Thinking about buying a house within the next three years? Or a bit farther down the road? Timing is everything, and it turns out that this simple question makes a difference. So how much should you put down? Down payment requirements vary depending on the loan type, but in general they are:

*0% for VA loans 
*3.5% for FHA loans 
*20% for conventional loans 
*Or use this handy down payment calculator to help you.

20% is the recommended down payment on a house.

You may have heard this before, but we’ll say it again. Try to put at least 20% down. Why? If you finance more than 80% of the home value, you will have to pay private mortgage insurance (PMI). (But, if you can take out a Veterans Administration loan, PMI is not required.) 

Even just 3.5% is a good chunk of money. And whether you’re fighting the good fight as a small business owner, still paying back those student loans, or just trying to save a bit each month like all of us, it’s hard to know what to do with that money you have managed to save. Which brings us to . . .

When are you looking to purchase a home? 

1. I want to buy a home within 3 years.

If you’re looking to buy sooner rather than later, consider keeping your money in a cash account, like a savings account or something similar. Remember that savings accounts will yield greater interest than a regular checking account. You don’t want to invest this money in anything more risky for such a short period because of market volatility.

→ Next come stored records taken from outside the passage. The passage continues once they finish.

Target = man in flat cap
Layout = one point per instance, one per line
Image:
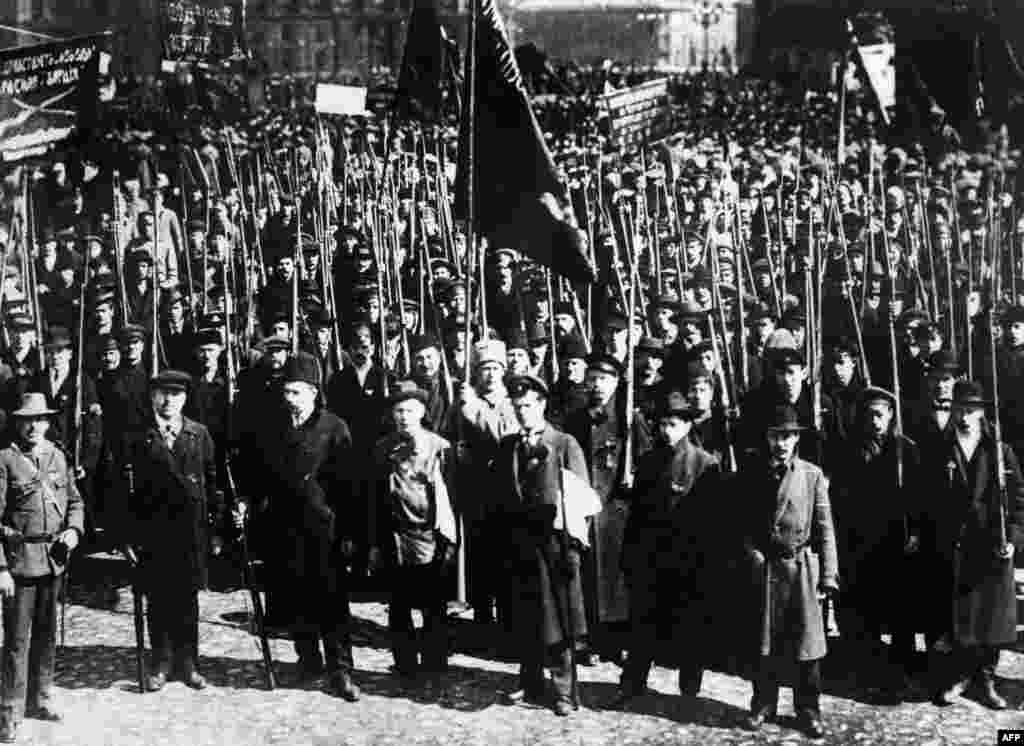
(545, 607)
(484, 417)
(788, 541)
(42, 519)
(170, 500)
(973, 528)
(413, 531)
(877, 501)
(304, 494)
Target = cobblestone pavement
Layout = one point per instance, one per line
(97, 692)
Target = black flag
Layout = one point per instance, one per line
(519, 199)
(423, 64)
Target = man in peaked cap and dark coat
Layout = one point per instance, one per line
(666, 554)
(544, 593)
(877, 501)
(787, 538)
(170, 499)
(413, 531)
(41, 521)
(306, 488)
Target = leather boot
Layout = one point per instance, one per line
(987, 694)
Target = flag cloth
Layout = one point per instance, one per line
(423, 64)
(518, 195)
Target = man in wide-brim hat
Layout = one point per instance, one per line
(790, 542)
(974, 528)
(39, 528)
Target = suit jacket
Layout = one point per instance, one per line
(524, 506)
(170, 499)
(36, 501)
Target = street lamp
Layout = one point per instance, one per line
(709, 14)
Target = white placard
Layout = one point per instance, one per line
(347, 100)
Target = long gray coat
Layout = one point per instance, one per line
(974, 591)
(791, 545)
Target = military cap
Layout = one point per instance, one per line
(107, 343)
(563, 308)
(969, 394)
(18, 321)
(489, 351)
(208, 337)
(520, 385)
(302, 367)
(418, 343)
(406, 390)
(130, 333)
(690, 312)
(571, 347)
(276, 342)
(794, 318)
(171, 380)
(912, 317)
(212, 319)
(58, 339)
(604, 363)
(673, 410)
(943, 361)
(877, 393)
(436, 264)
(784, 356)
(784, 419)
(847, 346)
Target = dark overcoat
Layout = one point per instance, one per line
(306, 482)
(790, 542)
(170, 500)
(974, 593)
(538, 597)
(873, 519)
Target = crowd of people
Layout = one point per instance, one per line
(794, 396)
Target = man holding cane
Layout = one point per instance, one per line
(42, 522)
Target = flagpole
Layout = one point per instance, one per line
(474, 8)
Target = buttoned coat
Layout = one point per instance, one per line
(36, 501)
(790, 542)
(974, 589)
(306, 478)
(531, 550)
(170, 501)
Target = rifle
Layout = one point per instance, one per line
(1000, 467)
(136, 596)
(259, 620)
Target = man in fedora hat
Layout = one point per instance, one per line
(664, 552)
(788, 540)
(41, 522)
(484, 415)
(413, 531)
(974, 528)
(876, 498)
(170, 500)
(303, 492)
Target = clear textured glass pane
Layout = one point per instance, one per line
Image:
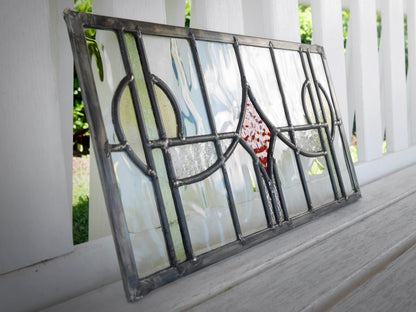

Imagine you’ve built up a decent amount for a down payment, which you’ve invested in the stock market. A downturn wipes out 20% of your balance. This will likely prevent you from buying a home within your three-year goal. 

2. I want to wait at least 4 years before buying a home.

If you’re not in a big rush, investing in the market might be a better option for you. Should you invest, do so with caution and don’t be too aggressive. Be smart, calculated, and balanced with your portfolio picks. Make sure you have a healthy mix of stocks and bonds. And keep in mind that you’ll want to rebalance your portfolio at least once a year. Why? Imagine that you have a portfolio of 10 different stock and bond ETFs, or Exchange-traded funds. Each ETF is invested at a fixed percentage of your overall portfolio. As the year goes on, the allocations will wander from their targets. Those doing well will become a larger part of your portfolio. Those not doing so well will become a smaller part of your portfolio. When you rebalance, you bring things back in line with your target percentages, so you’re selling high and buying low. 

If necessary, speak with a financial planner to help you evaluate your options and navigate your choices. An advisor may provide the direction you need to reach your goal of homeownership.